Dave Monroe against.the.dave at gmail.com
Wed Jul 10 11:46:22 CDT 2013


 http://books.google.com/books?id=D34KYdmOBkgC&pg=PA94#v=onepage&q&f=false

Alfred Döblin’s sprawling 1924 SF novel Berge Meere und Giganten
frustrates any attempt to delineate separate realms of nature and
technology, though it seems to be about nothing if not the
relationship between the two. Individual characters are not as
important, in this epic narrative stretching over several centuries,
as are the haunting recurrences of variously configured
biological-technological fusion; the reader is presented with organic
machines, wired flesh, and sentient mountains, to name only a few
examples.

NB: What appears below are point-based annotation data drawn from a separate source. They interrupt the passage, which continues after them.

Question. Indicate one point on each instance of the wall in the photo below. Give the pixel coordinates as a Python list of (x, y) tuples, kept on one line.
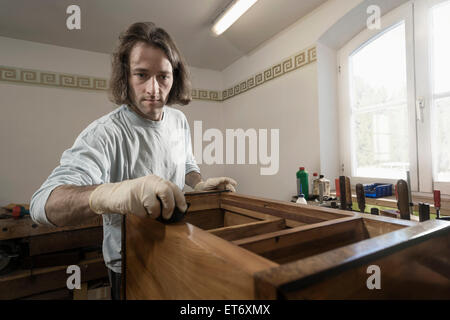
[(288, 103), (39, 122)]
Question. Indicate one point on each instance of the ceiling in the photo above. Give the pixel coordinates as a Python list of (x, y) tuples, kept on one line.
[(188, 22)]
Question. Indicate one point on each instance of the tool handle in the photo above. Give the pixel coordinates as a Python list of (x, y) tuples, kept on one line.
[(348, 193), (177, 215), (360, 197), (403, 199), (424, 212), (437, 198)]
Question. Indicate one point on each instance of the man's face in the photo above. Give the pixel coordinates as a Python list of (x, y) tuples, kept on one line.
[(150, 80)]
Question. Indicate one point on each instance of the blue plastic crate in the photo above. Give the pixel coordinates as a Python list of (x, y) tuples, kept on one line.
[(378, 190)]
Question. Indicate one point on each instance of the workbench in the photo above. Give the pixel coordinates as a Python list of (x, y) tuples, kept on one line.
[(233, 246), (45, 252)]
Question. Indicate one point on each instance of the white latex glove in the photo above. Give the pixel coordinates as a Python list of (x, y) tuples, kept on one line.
[(138, 196), (222, 183)]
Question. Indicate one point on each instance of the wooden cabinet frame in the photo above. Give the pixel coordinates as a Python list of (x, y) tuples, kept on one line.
[(232, 246)]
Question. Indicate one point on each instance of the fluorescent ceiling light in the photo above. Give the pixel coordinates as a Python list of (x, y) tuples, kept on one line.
[(236, 9)]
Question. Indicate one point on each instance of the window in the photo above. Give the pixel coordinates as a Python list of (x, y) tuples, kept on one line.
[(394, 99), (440, 54), (380, 139)]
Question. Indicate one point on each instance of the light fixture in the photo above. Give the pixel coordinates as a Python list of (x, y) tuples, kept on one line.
[(236, 9)]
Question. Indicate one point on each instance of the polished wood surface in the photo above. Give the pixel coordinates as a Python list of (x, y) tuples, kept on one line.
[(243, 247)]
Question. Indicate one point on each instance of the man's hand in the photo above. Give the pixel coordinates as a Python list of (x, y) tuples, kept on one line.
[(138, 196), (222, 183)]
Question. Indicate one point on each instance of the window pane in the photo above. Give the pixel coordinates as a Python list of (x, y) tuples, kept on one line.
[(442, 138), (441, 91), (441, 48), (378, 70), (380, 142)]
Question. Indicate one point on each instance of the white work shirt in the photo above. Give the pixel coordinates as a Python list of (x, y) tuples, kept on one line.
[(119, 146)]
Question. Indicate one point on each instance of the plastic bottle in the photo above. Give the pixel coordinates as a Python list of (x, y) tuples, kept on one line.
[(326, 186), (302, 182), (301, 199), (315, 185)]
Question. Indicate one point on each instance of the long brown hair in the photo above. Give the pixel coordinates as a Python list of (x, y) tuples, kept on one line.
[(149, 33)]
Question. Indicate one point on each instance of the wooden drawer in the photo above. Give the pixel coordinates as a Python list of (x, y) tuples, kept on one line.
[(232, 246)]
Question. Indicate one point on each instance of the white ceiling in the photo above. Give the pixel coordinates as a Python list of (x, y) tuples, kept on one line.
[(188, 21)]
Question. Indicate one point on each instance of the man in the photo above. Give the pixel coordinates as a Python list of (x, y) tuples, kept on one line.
[(136, 159)]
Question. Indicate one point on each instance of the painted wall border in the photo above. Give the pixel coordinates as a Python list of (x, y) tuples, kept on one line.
[(73, 81)]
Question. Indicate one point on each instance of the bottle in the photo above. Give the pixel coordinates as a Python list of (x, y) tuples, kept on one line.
[(315, 185), (301, 199), (302, 182), (326, 186)]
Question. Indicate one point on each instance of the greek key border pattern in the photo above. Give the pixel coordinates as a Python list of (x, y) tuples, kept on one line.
[(52, 79), (72, 81)]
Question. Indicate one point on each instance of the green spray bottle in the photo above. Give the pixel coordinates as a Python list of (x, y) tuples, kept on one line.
[(302, 182)]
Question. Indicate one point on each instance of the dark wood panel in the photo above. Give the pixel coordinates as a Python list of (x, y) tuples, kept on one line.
[(26, 283), (65, 240)]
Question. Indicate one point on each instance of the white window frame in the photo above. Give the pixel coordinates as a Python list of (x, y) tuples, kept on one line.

And just as technology is inoculated with a logic of nature,
so too is history, as the vast struggles of the novel increasingly
push geopolitics into the realm of geology, with history presented as
a naturalized pattern of ebb and flow across a landscape.

In this paper, I argue that a single logic underlies the growth of
nature both into technology and into history. The ‘thousand-named’ to
which Döblin dedicates the novel, an oceanic, undifferentiated, latent
power of growth, gives rise to the diversity of phenomena from objects
and creatures to sensations and forces. It thus provides a model for
understanding why technology and nature become so difficult to
distinguish from each other, and why history takes on such cosmic
dimension. If the dystopian vision of the novel is built upon the
image of a thoroughly technologized nature, any suspicion of a static
hierarchy between the two is complicated to the extent that technology
is itself depicted as a force of nature.